MapReduce is a framework developed by Google to handle large amounts of data in a timely and efficient manner. One of the most famous software frameworks that uses MapReduce is Apache Hadoop MapReduce.
MapReduce takes advantage of numerous servers where data can be distributed and managed. Like every good framework, MapReduce provides abstractions to underlying processes happening during the execution of user commands. A few of these processes include fault tolerance, partitioning data, and aggregating data. The abstractions let the user focus on the high-level logic of the program while trusting that the framework will smoothly continue the processes under-the-hood.

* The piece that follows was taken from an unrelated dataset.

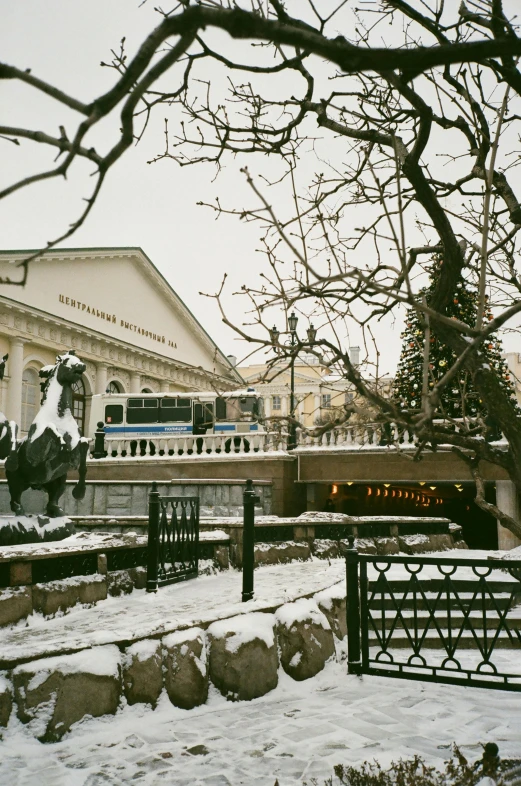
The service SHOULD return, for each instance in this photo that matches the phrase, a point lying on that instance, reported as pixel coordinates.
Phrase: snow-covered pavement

The workflow that MapReduce follows is:
There are several Map Workers and Reduce Workers, but there is only one Master Node. The Master Node tells the Map and Reduce Workers what to do.
The data is usually in the form of a big chunk. It is necessary to, first, partition the data into smaller, more manageable pieces that can be efficiently handled by the map workers.
Map Workers receive the data in the form of a <key, value>
(key is filename and value is content) pair. This data is processed by the Map Workers, according to the user-defined Map Function, to generate intermediate <key, value>
pairs.
The data is partitioned into R partitions (R is the number of Reduce Workers). These files are buffered in the memory until the Master Node forwards them to the Reduce Workers.
As soon as the Reduce Workers get the data stored in the buffer, they sort it accordingly and group data with the same keys.
The Master Node is notified when the Reduce Workers are done with their tasks. In the end, the sorted data is aggregated together and R output files are generated for the user.